Occasionally two or more companies may operate out of the same location. It may be a cost sharing arrangement, sister companies operating as independent entities, or perhaps a company operating under a parent or umbrella company. Regardless of the relationship of the co-located companies, R2 requires that all electronics recycling related activities taking place at a single facility must conform to all R2 Provisions and be included in the R2 audit.
This means that all companies sharing the same physical address, and that are involved in managing used electronics in any capacity (including collection, refurbishment, resale, data destruction, recycling, or other related activities) must be R2 Certified. It is not permissible for a recycler to cherry pick which recycling/refurbishing/resale activities taking place at the facility are subject to audit and R2 certification.
In some cases, a recycler may share space with another company that is not engaged in activities related to used electronics. Some common examples:
- A metals recycling facility that has added electronics recycling to its traditional scrap metal operation. (The purchasing and processing of scrap metal is unrelated to electronics recycling.)
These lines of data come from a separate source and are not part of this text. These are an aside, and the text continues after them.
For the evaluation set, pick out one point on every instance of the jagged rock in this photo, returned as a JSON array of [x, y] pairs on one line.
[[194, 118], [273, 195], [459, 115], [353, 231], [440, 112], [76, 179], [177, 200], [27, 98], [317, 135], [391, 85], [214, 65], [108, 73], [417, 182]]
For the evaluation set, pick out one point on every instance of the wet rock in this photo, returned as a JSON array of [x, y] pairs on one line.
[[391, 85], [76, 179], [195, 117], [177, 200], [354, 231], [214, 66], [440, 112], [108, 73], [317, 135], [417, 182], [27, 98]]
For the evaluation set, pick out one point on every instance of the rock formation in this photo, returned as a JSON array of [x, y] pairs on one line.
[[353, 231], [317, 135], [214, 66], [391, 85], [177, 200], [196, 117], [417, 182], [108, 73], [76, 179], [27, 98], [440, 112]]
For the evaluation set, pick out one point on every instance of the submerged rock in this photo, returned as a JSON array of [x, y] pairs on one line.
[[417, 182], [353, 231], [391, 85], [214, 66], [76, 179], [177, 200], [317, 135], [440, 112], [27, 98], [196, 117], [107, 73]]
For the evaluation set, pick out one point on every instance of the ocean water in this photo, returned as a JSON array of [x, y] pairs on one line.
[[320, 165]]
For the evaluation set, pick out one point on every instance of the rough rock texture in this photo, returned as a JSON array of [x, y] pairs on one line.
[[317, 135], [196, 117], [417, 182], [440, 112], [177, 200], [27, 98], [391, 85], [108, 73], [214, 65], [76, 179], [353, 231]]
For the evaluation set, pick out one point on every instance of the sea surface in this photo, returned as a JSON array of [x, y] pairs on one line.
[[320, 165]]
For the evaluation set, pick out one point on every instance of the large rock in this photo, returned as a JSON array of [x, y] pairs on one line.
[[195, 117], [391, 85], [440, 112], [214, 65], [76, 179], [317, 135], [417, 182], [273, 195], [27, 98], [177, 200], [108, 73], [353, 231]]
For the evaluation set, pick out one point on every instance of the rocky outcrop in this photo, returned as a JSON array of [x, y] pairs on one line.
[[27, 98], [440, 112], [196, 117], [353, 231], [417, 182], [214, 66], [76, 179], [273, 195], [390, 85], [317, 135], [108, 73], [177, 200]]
- A company that kits new cell phones for distribution, but that also runs a return operation for used cell phones. (The distribution of new cellphones is unrelated to the management of used cell phones.)
In such cases, it is permissible to certify only the company, activities, or areas of the facility that are engaged in activities related to used electronics. The “Co-location Allowance” defined in the R2 Code of Practices applies to such arrangements, and must be vetted and approved by the Certification Body.